より質の高い学生を呼び込むには大規模なプロモーションを行って企業イメージを植え付ける、知られていない仕事内容をしっかりアピールする、ということが重視されていたように感じました。今年は主要大手の参加はそれほど多くなく、準大手クラスの企業とBtoBビジネス中心で、学生にそれほど知名度のない企業の参加が継続しておりましたが、大きなブースで大規模なプロモーションを行っているところはほとんどありませんでした。流通やアミューズメントといった業種の企業が大きなブースで積極的にプロモーションしていたように思います。ただ全スペースの1/3くらいが開いており、会場を埋めきるだけの企業の出展を得られなかったようでした。

金沢大学では、今年は12月4-5日、1月8-9日、2月11-12日に業界企業研究会と銘打って学内説明会を開催しております。本学の学内説明会の申し込みは9月上旬に本学就職支援室のHPから行っていただくのですが、400社を超える企業からの参加申し込みを頂きました。当初300社の参加を想定していたのですが、さすがにせっかく申し込んでいただいた100社前後の企業をお断りするにはしのびず、急遽何とか40社分は会場を増設し、計340社の企業に参加していただくことにしました。申込企業数は、2008年は約200社、2009年は約280社と年々増えており、特に今年は追加募集の引き合いも、締め切り後にも非常に多くいただきました。
学内企業説明会参加のメリットは、ターゲット対象とする大学生に的を絞ったプレゼンテーションを実施できることに尽きると思います。反面、教室や大集会室のような限られたスペースでのプレゼンテーションになるため、その場で学生を集客することが難しく、学生の認知度の低い企業には学生がまったく集まらないというリスクがあります。そのようなリスクをおかしてでも学内説明会への参加希望が増えているということは、従来の不特定多数の大学生を採用ターゲットとする動きから、特定の大学の学生に採用ターゲットを絞り込むという戦略に企業側がシフトしてきているという動きが読み取れます。

景気の回復が長引く中で採用コストの削減も求められており、絞り込んだ人数の学生を採用するのにそれほど多くの人手を割くことも難しいという状況の中では、多少乱暴かもしれないが学校名で採用対象母集団を絞り込んで選考を実施した方が効率的だ、という判断を行う企業が増えてきているという見方が当てはまると考えております(大学主催の学内説明会の場合、出展料は格安か無料という点も見逃せないメリットかもしれません)。

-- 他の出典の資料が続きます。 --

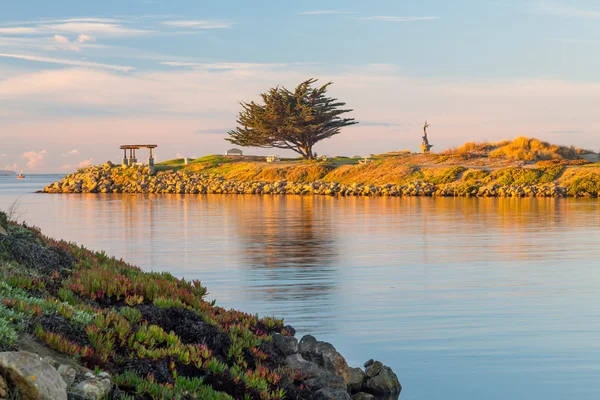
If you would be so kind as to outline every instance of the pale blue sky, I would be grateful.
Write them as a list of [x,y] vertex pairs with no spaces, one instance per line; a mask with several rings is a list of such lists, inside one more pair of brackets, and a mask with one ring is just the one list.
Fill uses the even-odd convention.
[[363,122],[322,154],[416,150],[425,119],[434,150],[600,147],[595,1],[3,3],[0,168],[67,171],[137,141],[162,159],[222,152],[238,101],[309,77]]

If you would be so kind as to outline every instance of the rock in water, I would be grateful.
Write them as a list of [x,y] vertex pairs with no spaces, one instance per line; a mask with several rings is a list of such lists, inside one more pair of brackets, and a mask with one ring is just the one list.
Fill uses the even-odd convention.
[[372,394],[360,392],[352,396],[352,400],[377,400],[377,398]]
[[319,342],[313,336],[306,335],[300,340],[298,350],[304,359],[341,376],[346,383],[350,380],[350,371],[346,360],[331,343]]
[[315,377],[321,373],[319,366],[313,362],[306,361],[300,354],[287,356],[284,365],[304,377]]
[[379,361],[375,361],[375,362],[371,363],[365,370],[367,379],[371,379],[371,378],[377,376],[379,374],[379,372],[381,371],[381,368],[383,368],[383,364],[380,363]]
[[315,392],[310,400],[351,400],[351,398],[345,390],[324,388]]
[[279,333],[273,335],[273,349],[283,357],[298,352],[298,339],[293,336],[284,336]]
[[[373,366],[377,361],[373,364]],[[367,371],[368,375],[368,371]],[[396,374],[390,367],[383,365],[378,374],[365,381],[363,391],[375,396],[386,396],[390,394],[400,394],[402,386]]]
[[360,392],[365,381],[365,373],[360,368],[350,368],[350,379],[348,380],[348,392]]
[[0,353],[0,371],[22,399],[67,400],[67,384],[48,362],[27,351]]

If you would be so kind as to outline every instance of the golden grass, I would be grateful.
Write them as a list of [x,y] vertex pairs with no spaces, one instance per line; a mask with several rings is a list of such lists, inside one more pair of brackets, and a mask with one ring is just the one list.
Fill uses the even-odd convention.
[[560,146],[542,140],[517,137],[513,140],[501,142],[467,142],[460,147],[447,149],[444,155],[479,154],[490,158],[503,158],[509,160],[539,161],[539,160],[577,160],[581,156],[593,152],[577,149],[573,146]]

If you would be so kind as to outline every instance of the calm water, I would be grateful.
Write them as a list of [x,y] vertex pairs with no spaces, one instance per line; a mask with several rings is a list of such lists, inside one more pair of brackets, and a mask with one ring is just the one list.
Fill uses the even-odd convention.
[[380,359],[401,400],[600,398],[598,201],[30,194],[58,178],[0,208]]

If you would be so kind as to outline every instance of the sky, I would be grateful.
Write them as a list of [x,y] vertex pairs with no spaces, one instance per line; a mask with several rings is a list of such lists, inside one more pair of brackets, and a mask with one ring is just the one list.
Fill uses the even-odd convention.
[[[529,136],[600,149],[597,0],[5,0],[0,169],[223,153],[240,101],[318,78],[359,124],[318,154]],[[244,149],[278,154],[280,149]],[[138,158],[145,158],[145,151]]]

では学生たちはこうした動きをどのように受け止めているのでしょうか? 残念ながらこうした変化にはあまり敏感に反応できていないのが実情です。合同企業説明会への学生の参加は相変わらず大変多く、私が見に行った日も3万人近い学生が参加していたようです。相変わらず知名度の高い会社に多く集まる傾向がありました。実は学内説明会においても昨年は同様の動きが強かったために、今年は事前に説明会を実施し、その中でかなり強く指導しました(12月の説明会で学生はかなり分散化して企業ブースを回ったようですので一定の成果があったように思いますが・・・)。

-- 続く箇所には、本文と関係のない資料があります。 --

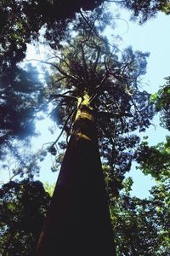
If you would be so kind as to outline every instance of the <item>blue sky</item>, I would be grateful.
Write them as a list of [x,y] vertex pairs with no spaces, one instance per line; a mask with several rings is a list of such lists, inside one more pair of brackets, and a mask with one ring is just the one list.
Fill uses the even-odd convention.
[[[156,92],[159,86],[164,84],[164,78],[170,75],[169,60],[170,60],[170,35],[168,33],[170,15],[158,14],[157,17],[148,20],[143,26],[136,22],[129,21],[130,14],[123,9],[117,9],[121,14],[121,18],[128,22],[128,31],[127,32],[127,24],[121,20],[116,20],[116,28],[112,33],[121,35],[122,39],[119,42],[121,49],[129,45],[133,46],[134,50],[147,51],[150,53],[148,59],[147,73],[143,79],[144,90],[150,93]],[[109,31],[110,32],[110,31]],[[39,148],[42,143],[54,141],[56,132],[51,135],[48,131],[47,121],[37,124],[37,129],[41,130],[42,137],[34,138],[34,147]],[[150,145],[165,140],[167,131],[159,126],[158,117],[153,120],[157,125],[155,131],[154,126],[150,126],[146,132],[141,133],[141,137],[149,136]],[[53,123],[51,123],[54,125]],[[50,166],[54,161],[50,156],[42,163],[42,171],[40,178],[42,182],[48,181],[50,183],[56,182],[56,172],[50,171]],[[136,170],[135,164],[133,165],[132,170],[127,174],[127,177],[133,177],[133,184],[132,195],[144,198],[149,195],[149,189],[155,184],[154,179],[150,176],[144,176],[139,170]]]
[[[125,21],[116,19],[116,28],[108,32],[121,35],[122,38],[119,41],[119,48],[121,49],[132,45],[134,50],[150,53],[148,59],[147,73],[143,79],[142,85],[147,91],[154,93],[158,90],[160,85],[165,83],[163,79],[170,75],[170,34],[168,32],[170,15],[160,13],[156,18],[148,20],[143,26],[139,26],[137,22],[129,21],[130,14],[127,10],[117,9],[117,12],[121,14],[121,18],[128,22],[128,31],[127,31],[128,26]],[[39,52],[38,55],[42,58],[43,51],[46,50],[47,49],[41,48],[41,53]],[[33,48],[30,46],[28,48],[27,57],[34,57],[35,55],[33,52]],[[37,130],[41,131],[42,136],[33,138],[34,150],[41,148],[43,143],[55,140],[57,131],[55,134],[52,135],[48,130],[49,123],[51,125],[54,125],[54,123],[47,119],[39,121],[37,124]],[[150,126],[145,133],[141,134],[141,137],[149,136],[150,145],[164,141],[167,134],[167,131],[158,125],[158,118],[156,118],[153,123],[157,125],[156,131],[154,126]],[[50,170],[53,161],[54,159],[48,155],[45,161],[42,162],[40,179],[42,182],[48,181],[49,183],[56,182],[58,173],[52,172]],[[139,170],[136,170],[135,165],[133,166],[132,171],[127,175],[127,177],[128,176],[132,176],[134,180],[132,194],[141,198],[148,196],[148,190],[154,184],[153,178],[150,176],[144,176]]]

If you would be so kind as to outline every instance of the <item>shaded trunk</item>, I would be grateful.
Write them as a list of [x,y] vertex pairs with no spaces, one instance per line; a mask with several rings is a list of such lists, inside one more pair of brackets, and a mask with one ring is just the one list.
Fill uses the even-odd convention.
[[95,118],[88,97],[76,116],[36,255],[116,255]]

学生がこのような変化に鈍いのは理由があります。今の学生は就職活動のノウハウや進め方の情報のほとんどを就活サイトなどのマス媒体に頼って収集しており、これらには今回の変化についての情報が全く出てきていないからです。これは今回の変化が就活サイトを運営する会社のビジネスモデルを根幹から揺るがすものであり、この情報を学生に流してしまうと自らの事業を自己否定することに繋がってしまうからだと考えています。

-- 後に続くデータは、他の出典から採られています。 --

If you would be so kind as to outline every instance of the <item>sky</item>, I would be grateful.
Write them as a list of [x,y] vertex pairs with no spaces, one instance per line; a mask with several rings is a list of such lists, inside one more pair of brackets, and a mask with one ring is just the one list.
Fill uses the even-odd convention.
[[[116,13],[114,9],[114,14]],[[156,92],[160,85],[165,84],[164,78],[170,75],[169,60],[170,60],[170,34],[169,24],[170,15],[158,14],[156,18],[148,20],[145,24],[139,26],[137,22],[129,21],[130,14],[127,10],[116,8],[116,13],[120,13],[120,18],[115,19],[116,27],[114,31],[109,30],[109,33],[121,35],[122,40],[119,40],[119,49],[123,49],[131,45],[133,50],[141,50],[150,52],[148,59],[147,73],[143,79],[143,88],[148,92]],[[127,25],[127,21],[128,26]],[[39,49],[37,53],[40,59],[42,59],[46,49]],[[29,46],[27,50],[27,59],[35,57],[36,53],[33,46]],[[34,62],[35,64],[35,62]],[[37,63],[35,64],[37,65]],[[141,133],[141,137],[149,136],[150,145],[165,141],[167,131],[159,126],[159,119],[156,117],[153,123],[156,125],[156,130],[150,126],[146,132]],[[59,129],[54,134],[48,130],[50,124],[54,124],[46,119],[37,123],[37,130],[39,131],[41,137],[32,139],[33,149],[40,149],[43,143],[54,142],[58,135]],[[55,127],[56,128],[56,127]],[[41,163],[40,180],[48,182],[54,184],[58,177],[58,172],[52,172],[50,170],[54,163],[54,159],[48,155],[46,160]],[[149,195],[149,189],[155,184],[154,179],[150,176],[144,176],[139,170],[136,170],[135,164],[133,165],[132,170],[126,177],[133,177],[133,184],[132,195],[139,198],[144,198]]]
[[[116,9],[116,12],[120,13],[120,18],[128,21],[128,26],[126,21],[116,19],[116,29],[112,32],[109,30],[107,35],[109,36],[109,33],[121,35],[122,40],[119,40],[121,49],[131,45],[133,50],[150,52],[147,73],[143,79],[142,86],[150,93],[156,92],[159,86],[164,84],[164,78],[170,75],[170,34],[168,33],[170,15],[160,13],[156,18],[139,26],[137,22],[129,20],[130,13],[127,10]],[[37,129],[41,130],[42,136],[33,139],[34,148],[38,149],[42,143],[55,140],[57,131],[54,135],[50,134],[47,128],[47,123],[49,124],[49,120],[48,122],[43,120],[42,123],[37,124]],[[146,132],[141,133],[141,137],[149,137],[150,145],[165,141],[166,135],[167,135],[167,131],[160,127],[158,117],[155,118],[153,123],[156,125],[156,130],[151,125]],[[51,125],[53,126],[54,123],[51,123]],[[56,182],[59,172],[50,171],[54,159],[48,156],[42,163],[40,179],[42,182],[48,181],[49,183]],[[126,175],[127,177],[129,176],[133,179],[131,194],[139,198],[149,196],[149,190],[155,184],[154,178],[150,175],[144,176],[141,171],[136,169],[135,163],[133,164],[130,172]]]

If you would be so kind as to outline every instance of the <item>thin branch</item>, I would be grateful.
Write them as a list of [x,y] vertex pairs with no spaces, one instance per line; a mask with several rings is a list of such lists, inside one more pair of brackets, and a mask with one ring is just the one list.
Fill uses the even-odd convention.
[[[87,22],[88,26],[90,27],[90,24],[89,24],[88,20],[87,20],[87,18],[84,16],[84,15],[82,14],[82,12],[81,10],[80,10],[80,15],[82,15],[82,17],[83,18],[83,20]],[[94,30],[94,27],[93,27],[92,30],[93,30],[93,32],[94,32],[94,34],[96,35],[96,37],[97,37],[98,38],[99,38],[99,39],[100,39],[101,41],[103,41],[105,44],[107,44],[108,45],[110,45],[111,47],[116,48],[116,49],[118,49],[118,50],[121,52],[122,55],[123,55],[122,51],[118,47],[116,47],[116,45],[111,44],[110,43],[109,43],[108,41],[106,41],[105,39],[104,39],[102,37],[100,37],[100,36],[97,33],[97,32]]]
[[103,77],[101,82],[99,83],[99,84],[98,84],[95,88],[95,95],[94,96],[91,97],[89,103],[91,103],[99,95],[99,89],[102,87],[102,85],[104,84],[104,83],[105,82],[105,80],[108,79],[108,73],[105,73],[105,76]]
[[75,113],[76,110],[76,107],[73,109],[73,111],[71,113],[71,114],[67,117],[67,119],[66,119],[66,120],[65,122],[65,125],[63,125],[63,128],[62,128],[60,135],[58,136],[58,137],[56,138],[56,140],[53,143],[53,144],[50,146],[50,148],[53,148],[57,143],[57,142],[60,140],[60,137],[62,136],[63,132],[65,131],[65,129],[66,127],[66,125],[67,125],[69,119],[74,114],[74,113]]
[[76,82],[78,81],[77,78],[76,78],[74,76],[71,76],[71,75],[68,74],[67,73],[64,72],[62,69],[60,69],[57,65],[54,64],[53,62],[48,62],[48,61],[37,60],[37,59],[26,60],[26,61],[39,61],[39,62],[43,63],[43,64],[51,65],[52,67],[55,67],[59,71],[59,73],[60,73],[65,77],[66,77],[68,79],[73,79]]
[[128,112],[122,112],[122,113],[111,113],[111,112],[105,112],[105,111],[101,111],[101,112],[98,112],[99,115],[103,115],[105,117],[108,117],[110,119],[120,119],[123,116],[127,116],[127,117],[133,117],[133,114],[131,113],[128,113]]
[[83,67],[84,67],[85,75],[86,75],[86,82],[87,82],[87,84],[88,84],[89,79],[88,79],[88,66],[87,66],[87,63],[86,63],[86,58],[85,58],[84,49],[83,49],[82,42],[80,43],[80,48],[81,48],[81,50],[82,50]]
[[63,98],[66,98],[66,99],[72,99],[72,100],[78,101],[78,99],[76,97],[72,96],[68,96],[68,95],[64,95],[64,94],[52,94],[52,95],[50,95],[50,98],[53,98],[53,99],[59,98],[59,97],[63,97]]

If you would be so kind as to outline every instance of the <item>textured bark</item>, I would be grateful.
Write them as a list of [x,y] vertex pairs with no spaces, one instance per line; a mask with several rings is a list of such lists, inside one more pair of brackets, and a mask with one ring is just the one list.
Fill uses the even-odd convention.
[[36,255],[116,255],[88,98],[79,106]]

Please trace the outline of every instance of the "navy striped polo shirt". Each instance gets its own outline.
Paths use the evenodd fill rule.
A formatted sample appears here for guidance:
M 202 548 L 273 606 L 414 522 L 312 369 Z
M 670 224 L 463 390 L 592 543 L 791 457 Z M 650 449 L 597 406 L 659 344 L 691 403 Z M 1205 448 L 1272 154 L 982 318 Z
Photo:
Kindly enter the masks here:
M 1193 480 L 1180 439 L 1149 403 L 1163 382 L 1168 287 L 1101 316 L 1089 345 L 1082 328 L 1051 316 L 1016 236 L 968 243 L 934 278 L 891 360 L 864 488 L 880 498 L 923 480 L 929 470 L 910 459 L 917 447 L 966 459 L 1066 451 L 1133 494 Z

さて、このあたりが大学の就職支援室の出番だと思っており、2012年卒業予定者に対して具体的には下記の3点に注力した支援を実施しております。一つ目はガイダンスなどで繰り返し学生に上記の変わりつつある状況に関する情報を発信すること、二つ目は学生の就職活動に対する就職支援室の活用認知度を上げること、三つ目は多面的な情報収集を意識させることです。この詳細については次回で詳しく述べさせていただきます。